Contributi calcolati su due basi diverse: chi è coinvolto
Il meccanismo del concordato preventivo biennale, attivo per il biennio 2024-2025, consente di stabilire in anticipo il reddito su cui calcolare le imposte. Il vantaggio per chi ha aderito è stato evidente, almeno sul fronte fiscale. Tuttavia, sul piano previdenziale, il quadro si complica.
Per i soggetti ISA e per chi è in regime forfettario, il reddito concordato è quello da considerare sia per le imposte che per i contributi. Questo vale solo quando si versano i contributi INPS. Le cose cambiano se il lavoratore è iscritto a casse professionali autonome: in questi casi non c’è nessun obbligo di seguire il reddito definito nel concordato.

La Cassa Forense, ad esempio, ha già chiarito che i propri iscritti dovranno versare contributi calcolati sul reddito reale, ignorando quello definito dall’accordo col Fisco.

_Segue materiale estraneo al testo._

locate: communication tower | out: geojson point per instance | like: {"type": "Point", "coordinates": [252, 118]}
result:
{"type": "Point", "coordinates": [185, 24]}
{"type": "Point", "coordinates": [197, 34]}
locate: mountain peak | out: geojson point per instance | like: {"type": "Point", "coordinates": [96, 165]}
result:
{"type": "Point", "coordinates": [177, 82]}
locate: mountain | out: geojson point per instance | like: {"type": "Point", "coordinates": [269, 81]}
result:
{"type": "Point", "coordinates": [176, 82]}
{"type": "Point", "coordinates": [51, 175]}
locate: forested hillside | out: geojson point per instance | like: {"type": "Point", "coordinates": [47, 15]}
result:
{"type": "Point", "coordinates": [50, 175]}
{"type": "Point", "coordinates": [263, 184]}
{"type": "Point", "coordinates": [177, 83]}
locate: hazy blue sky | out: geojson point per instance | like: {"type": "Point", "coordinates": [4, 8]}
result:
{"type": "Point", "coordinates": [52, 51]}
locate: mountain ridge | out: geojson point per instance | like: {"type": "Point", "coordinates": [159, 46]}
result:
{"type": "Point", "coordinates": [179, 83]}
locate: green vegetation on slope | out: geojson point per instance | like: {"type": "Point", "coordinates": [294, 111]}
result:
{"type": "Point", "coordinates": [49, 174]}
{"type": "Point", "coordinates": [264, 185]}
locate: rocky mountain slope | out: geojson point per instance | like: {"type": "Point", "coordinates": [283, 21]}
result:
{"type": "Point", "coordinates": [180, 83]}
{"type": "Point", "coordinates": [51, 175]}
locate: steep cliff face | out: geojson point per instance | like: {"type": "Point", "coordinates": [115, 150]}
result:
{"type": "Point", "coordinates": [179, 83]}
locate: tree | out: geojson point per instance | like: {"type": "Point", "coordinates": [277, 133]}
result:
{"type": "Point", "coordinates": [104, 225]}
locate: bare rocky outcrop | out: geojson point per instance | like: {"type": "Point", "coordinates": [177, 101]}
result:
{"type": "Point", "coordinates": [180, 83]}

Lo stesso vale per la Cassa Dottori Commercialisti e per l’INPGI, la cassa dei giornalisti. Questo comporta un rischio concreto: mentre si pagano meno imposte, si continueranno a pagare contributi pieni, come se il concordato non fosse mai stato accettato.
Versamenti più alti del previsto per migliaia di professionisti
La scelta del Governo di lasciare facoltà alle casse autonome di applicare o meno il concordato sul fronte previdenziale nasce dal rispetto della loro autonomia gestionale. Ogni ente può decidere se recepire l’accordo e in che forma. Al momento, quasi nessuna cassa privata ha aderito a questo modello, lasciando di fatto il contribuente in una doppia posizione fiscale.
Il rischio è che molti professionisti, attratti dalla possibilità di abbassare le imposte grazie al concordato, si trovino ora a dover coprire contributi molto più alti di quanto inizialmente previsto. Chi ha già predisposto un piano finanziario sulla base del reddito concordato potrebbe ricevere a fine anno una brutta sorpresa: dover saldare le somme dovute sulla base del reddito effettivo.
Questo avviene anche perché il decreto non obbliga le casse a rispettare l’accordo siglato con il Fisco. E così, tra le pieghe della normativa, si crea uno scollamento tra fisco e previdenza che colpisce proprio quei contribuenti che avevano cercato di pianificare in anticipo i propri versamenti.